Yok oluşlar sırasında genelde toprak altında saklanabilen, atmosferik zehirlenmeden ve okyanuslar içerisinde azda olsa yaşama alanı bulan (ki bazı yok oluş dönemlerinde okyanuslarda hiç yaşam kalmadığı, plankton türü diğer canlılara ana besin kaynağı olan) bu tür ve benzeri canlıların da yok olduğu da düşünülürse kara da hayatta kaldıkları daha olasıdır. 

Kitlesel yok oluşlarda astreoit çarpmaları

İnsan, yaşadığı çağ içerisinde başta plastikler olmak üzere doğayı zehirlemektedir. İklimin çevresel olarak olası akışını bozmaktadır. Son 120.000 yılın en sıcak Temmuz ayını 2023 yılı içerisinde yaşamaktayız.
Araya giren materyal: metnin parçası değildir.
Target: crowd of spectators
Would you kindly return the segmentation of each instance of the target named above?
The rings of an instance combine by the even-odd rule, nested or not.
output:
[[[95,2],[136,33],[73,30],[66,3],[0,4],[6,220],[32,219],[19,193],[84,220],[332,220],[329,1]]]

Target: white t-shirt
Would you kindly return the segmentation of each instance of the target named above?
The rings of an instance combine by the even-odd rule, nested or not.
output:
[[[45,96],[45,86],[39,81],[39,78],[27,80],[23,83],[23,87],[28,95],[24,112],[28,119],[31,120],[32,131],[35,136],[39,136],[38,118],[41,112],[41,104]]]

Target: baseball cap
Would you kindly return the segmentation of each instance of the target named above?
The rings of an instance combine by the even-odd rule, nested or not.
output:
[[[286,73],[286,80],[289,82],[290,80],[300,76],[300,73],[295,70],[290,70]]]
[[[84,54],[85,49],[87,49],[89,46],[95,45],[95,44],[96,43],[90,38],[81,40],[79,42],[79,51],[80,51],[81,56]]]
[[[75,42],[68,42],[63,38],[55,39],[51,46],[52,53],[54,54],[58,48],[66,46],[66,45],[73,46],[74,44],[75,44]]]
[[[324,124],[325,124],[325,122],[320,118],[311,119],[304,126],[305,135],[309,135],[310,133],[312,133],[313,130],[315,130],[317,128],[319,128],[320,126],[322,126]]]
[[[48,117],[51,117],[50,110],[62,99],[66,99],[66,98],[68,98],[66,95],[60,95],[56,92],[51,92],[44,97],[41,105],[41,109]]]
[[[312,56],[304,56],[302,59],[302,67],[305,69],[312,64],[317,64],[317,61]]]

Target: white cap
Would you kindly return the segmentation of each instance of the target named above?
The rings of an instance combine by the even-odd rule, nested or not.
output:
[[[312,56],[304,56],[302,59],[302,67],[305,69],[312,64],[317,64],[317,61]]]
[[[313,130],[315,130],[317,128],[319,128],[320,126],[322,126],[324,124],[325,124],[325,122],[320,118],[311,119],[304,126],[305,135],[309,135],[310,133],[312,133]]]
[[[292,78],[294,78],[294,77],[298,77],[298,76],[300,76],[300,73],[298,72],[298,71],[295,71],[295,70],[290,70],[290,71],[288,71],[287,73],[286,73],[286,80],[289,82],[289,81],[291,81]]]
Peki ya sonra olacak? 

Başta buzullar olmak üzere; birçok çevresel ve insan faktörü neticesinde okyanus ve deniz seviyelerinin artışı oksijen düzeyini, buna bağlı olarak atmosferi etkileyeceği bilimsel çalışmalarla kanıtlandı.

Umarım, bir başka kitlesel yok oluşunda tümüyle varlığımız son bulmadan ve bir dönemin içerisinde başka bir canlı türü olarak adımız geçmeden bu çıkmaza bir çözüm üretebiliriz. Evren içerisinde bilinen ve yaşanılası tek dünyayı mahvederek başka bir olası yaşanır yer ayıran tek canlı türüyüz.

Leonardo Da Vinci'nin imzası

Leonardo Da Vinci: "Bir gün hayvanların öldürülmesine de insanların öldürülmesi gibi bakılacak."

Ve sözlerimi tamamlarken Da Vinci'nin bir sözüyle sonlandırmak istedim. Zira başka bir türe yaşam alanı bırakmayan insanoğlu bu şartlar altında birgün kendisini de bir başka yok oluşun kıyısında bulması kaçınılmazdır.